Au lieu de retourner chez lui, il fut droit au palais avec le petit Cabriole, qui était bien aise d’avoir fait venir son maître au bord de l’eau. L’on alla dire à la princesse qu’il demandait à la voir : « Hélas ! dit-elle, le pauvre garçon, il vient prendre congé de moi. Il a considéré que ce que je veux est impossible, et il va le dire à son maître. » L’on fit entrer Avenant, qui lui présenta sa bague et lui dit : « Madame la princesse, voilà votre commandement fait ; vous plaît-il recevoir le roi mon maître pour époux ? » Quand elle vit sa bague où il ne manquait rien, elle resta si étonnée, qu’elle croyait rêver. « Vraiment, dit-elle, gracieux Avenant, il faut que vous soyez favorisé de quelque fée, car naturellement cela n’est pas possible. — Madame, dit-il, je n’en connais aucune, mais j’avais bien envie de vous obéir. — Puisque vous avez si bonne volonté, continua-t-elle, il faut que vous me rendiez un autre service, sans lequel je ne me marierai jamais. Il y a un prince, qui n’est pas éloigné d’ici, appelé Galifron, lequel s’était mis dans l’esprit de m’épouser. Il me fit déclarer son dessein avec des menaces épouvantables, que si je le refusais il désolerait mon royaume ; mais jugez si je pouvais l’accepter, c’est un géant qui est plus haut qu’une haute tour ; il mange un homme comme un singe mange un marron. Quand il va à la campagne, il porte dans ses poches de petits canons, dont il se sert de pistolets : et, lorsqu’il parle bien haut, ceux qui sont près de lui deviennent sourds. Je lui mandai que je ne voulais point me marier, et qu’il m’excusât ; cependant il n’a laissé de me persécuter ; il tue tous mes sujets, et avant toutes choses il faut vous battre contre lui et m’apporter sa tête. »
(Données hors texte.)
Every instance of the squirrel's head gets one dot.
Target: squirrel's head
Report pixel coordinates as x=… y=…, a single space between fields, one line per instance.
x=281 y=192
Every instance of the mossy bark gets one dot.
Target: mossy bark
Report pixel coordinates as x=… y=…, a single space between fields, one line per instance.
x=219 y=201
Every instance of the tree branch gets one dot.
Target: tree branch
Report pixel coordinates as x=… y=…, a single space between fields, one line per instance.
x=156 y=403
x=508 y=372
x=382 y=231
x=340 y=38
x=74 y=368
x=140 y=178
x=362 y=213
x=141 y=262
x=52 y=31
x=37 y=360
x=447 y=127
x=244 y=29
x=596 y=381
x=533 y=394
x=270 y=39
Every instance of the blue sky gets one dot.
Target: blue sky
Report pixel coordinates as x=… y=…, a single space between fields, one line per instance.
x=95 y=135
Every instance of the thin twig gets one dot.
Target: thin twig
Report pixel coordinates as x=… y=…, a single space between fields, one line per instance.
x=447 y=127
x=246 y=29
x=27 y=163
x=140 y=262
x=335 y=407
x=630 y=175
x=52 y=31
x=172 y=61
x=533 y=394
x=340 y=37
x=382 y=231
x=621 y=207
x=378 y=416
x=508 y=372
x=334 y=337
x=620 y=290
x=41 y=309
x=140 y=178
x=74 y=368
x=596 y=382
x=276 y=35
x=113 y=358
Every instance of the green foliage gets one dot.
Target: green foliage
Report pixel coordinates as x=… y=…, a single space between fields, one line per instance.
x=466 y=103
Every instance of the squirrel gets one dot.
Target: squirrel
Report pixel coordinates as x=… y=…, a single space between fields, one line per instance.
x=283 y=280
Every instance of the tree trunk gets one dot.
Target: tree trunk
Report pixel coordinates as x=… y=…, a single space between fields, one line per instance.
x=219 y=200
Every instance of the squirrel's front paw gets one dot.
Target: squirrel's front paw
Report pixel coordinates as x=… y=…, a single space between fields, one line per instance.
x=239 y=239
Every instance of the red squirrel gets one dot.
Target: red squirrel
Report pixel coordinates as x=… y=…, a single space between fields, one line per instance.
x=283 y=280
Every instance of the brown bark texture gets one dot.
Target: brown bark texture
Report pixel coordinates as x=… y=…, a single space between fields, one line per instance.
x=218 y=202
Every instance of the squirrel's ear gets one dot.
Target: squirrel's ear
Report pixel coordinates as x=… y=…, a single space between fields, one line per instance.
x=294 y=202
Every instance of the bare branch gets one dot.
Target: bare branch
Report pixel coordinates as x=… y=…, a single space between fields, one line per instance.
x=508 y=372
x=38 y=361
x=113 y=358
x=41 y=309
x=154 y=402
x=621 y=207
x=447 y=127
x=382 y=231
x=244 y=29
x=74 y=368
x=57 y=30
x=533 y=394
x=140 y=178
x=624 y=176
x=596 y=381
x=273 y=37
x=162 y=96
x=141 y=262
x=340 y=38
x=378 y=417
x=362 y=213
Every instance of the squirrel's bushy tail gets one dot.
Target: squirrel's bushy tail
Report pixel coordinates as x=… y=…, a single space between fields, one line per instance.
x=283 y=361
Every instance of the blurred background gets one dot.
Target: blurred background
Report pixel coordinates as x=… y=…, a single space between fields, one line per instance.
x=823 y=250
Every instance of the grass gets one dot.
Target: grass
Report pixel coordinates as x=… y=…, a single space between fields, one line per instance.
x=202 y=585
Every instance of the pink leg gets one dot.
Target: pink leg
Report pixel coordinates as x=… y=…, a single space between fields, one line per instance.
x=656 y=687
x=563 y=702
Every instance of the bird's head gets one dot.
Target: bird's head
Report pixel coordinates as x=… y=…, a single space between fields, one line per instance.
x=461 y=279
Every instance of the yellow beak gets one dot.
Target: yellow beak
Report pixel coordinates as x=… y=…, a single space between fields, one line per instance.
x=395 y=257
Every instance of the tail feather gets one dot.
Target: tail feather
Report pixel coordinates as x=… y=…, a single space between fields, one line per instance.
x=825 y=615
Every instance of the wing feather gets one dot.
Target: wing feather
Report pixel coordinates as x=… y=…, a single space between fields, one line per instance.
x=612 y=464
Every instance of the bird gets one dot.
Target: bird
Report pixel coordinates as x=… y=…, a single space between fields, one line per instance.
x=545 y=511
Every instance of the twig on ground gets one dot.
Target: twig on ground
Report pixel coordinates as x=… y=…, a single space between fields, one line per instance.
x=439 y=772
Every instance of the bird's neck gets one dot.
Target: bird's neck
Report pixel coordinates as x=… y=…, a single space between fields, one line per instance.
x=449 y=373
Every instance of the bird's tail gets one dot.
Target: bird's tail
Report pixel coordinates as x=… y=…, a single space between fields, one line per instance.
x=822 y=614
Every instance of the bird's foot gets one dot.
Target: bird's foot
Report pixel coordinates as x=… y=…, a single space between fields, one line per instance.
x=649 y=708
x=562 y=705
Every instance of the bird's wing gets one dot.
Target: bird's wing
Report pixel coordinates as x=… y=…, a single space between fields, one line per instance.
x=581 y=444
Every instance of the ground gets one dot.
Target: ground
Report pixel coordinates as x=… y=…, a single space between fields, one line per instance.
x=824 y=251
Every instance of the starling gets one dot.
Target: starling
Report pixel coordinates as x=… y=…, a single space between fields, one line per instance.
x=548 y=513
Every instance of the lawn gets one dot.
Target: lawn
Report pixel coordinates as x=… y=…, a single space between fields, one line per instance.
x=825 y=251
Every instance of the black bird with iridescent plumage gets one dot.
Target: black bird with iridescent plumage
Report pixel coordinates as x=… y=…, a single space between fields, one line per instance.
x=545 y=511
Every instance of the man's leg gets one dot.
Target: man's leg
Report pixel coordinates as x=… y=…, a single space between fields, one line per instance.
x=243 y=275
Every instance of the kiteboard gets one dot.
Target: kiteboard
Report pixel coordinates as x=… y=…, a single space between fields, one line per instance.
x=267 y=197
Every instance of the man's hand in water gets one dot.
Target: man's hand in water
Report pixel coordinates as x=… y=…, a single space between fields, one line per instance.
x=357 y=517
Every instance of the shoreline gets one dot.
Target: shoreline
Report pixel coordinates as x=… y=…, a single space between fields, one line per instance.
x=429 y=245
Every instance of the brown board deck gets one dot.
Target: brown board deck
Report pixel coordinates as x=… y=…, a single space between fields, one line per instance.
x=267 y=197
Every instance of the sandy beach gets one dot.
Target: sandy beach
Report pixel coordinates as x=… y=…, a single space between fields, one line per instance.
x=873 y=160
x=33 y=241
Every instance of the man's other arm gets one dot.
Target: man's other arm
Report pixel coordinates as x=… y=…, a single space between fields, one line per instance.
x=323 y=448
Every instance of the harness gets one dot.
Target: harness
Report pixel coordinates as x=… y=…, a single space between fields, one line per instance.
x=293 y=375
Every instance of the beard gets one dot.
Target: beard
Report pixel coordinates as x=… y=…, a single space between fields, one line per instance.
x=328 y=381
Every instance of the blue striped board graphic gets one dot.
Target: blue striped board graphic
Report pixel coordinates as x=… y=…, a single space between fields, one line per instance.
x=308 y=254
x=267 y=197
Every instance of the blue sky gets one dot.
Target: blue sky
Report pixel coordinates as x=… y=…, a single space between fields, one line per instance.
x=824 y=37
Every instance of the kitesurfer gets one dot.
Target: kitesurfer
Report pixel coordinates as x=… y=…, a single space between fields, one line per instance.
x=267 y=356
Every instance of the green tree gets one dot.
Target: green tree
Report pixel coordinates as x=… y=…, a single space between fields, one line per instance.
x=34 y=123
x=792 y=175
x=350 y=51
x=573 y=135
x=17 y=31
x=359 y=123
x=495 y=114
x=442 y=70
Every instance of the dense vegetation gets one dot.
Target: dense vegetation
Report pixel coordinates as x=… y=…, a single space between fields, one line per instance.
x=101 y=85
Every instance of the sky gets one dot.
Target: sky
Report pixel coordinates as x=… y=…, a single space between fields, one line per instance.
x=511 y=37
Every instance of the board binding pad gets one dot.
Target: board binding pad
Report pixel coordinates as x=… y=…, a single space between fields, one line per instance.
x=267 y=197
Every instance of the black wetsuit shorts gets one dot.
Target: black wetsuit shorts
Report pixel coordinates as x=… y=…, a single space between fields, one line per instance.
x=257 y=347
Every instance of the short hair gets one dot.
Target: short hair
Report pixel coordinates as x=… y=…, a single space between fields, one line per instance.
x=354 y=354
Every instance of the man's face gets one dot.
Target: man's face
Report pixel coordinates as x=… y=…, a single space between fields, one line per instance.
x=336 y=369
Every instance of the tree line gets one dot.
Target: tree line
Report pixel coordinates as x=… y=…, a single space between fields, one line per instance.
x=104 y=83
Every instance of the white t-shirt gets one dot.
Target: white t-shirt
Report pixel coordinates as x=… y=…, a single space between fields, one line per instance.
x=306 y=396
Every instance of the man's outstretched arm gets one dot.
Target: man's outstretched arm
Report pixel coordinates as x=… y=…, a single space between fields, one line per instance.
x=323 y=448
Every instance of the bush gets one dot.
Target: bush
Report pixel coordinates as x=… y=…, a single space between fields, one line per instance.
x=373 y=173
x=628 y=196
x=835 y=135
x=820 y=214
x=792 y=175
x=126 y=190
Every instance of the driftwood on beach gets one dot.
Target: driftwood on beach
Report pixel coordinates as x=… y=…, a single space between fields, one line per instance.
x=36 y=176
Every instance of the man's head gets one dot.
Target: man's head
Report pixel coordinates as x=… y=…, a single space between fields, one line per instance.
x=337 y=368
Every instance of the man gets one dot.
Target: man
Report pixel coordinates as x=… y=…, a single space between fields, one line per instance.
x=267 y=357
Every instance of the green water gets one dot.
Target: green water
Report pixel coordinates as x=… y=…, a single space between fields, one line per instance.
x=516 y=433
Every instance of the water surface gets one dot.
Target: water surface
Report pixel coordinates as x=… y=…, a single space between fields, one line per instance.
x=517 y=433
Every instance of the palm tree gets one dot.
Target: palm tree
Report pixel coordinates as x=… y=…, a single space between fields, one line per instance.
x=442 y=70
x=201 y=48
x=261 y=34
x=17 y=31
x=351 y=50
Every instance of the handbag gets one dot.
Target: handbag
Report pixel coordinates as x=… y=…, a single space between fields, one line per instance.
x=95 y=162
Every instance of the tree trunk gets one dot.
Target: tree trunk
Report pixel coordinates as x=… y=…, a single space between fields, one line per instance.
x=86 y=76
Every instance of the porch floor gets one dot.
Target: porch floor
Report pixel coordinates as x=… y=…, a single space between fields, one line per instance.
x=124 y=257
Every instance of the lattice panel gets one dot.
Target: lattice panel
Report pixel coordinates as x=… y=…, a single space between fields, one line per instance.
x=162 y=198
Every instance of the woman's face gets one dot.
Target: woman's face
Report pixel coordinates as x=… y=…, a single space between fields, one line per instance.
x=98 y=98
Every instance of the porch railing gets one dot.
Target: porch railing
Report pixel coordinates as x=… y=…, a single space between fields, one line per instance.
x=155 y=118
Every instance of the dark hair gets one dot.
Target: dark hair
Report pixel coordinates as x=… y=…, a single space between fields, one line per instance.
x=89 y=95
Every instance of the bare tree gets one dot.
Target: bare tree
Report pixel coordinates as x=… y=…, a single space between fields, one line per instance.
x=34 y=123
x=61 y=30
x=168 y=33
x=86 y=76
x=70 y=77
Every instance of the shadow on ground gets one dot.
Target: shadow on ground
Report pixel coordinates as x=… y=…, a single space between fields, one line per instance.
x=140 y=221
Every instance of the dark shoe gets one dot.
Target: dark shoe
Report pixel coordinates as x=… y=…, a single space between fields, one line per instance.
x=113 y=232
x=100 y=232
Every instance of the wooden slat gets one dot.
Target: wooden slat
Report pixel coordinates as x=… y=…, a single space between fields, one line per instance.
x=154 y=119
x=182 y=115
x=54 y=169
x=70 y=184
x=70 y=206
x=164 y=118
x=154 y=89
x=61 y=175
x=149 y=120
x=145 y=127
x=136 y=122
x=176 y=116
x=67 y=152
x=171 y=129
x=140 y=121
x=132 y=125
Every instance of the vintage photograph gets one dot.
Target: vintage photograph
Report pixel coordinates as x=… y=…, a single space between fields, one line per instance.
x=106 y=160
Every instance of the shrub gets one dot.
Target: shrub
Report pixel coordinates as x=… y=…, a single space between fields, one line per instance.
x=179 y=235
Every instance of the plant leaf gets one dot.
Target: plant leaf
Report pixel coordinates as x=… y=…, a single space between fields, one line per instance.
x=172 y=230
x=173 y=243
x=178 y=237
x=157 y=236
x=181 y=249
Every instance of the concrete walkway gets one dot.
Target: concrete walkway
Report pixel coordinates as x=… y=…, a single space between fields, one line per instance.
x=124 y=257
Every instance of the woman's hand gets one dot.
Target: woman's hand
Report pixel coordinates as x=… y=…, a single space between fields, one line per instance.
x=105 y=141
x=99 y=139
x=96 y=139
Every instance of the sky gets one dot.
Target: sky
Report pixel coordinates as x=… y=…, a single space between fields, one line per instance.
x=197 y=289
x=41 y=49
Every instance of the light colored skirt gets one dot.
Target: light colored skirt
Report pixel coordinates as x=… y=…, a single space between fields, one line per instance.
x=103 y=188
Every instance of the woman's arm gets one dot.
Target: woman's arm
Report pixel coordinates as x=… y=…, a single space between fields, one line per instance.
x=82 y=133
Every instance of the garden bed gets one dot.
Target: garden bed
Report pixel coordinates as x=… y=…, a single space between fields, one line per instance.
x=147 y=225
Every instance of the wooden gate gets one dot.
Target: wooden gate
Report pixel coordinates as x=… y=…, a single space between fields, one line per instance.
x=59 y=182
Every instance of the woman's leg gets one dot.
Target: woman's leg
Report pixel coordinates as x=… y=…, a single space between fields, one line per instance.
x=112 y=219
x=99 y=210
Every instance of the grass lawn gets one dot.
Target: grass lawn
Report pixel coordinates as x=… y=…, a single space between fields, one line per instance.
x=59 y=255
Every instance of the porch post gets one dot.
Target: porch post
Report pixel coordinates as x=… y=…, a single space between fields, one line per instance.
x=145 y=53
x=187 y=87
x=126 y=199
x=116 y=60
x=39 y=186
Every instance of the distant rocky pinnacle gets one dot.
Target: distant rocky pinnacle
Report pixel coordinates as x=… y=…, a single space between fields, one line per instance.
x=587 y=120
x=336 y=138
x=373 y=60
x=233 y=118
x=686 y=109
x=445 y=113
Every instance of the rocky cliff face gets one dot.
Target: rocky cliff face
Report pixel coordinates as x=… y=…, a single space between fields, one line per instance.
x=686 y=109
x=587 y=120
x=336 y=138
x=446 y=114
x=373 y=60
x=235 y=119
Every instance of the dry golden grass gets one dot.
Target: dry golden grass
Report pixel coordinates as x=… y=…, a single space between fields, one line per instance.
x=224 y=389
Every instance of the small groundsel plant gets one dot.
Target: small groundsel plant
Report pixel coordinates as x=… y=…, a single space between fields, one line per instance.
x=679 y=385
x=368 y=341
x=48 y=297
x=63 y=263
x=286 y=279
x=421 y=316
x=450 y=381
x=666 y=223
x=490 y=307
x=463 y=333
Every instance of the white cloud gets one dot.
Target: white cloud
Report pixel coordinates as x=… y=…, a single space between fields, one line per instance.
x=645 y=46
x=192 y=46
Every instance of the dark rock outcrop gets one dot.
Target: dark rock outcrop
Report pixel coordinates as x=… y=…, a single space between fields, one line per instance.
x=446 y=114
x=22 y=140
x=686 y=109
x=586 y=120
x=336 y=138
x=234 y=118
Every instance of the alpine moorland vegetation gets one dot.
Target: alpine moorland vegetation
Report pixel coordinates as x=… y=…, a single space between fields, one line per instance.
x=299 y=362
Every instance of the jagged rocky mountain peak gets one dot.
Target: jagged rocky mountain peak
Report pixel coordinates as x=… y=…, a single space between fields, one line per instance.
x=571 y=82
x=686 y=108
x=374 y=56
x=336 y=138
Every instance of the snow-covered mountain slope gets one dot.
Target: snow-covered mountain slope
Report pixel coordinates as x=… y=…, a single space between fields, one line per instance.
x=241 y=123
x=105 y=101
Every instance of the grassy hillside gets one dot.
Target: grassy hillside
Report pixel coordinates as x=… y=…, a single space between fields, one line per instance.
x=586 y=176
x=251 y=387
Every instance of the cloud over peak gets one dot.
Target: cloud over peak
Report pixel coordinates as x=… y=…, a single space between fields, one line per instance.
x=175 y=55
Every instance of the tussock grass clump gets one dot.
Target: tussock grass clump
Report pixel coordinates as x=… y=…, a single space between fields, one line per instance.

Avenant demeura un peu étourdi de cette proposition ; il rêva quelque temps, puis il dit : « Eh bien, madame, je combattrai Galifron, je crois que je serai vaincu ; mais je mourrai en homme brave. » La princesse resta bien étonnée : elle lui dit mille choses pour l’empêcher de faire cette entreprise. Cela ne servit à rien : il se retira pour aller chercher des armes et tout ce qu’il lui fallait. Quand il eut ce qu’il voulait, il remit le petit Cabriole dans son panier, il monta sur son beau cheval, et fut dans le pays de Galifron. Il demandait de ses nouvelles à ceux qu’il rencontrait, et chacun lui disait que c’était un vrai démon, dont on n’osait approcher : plus il entendait dire cela, plus il avait peur. Cabriole le rassurait, et lui disait : « Mon cher maître, pendant que vous vous battrez, j’irai lui mordre les jambes ; il baissera la tête pour me chasser, et vous le tuerez. » Avenant admirait l’esprit du petit chien, mais il savait assez que son secours ne suffirait pas.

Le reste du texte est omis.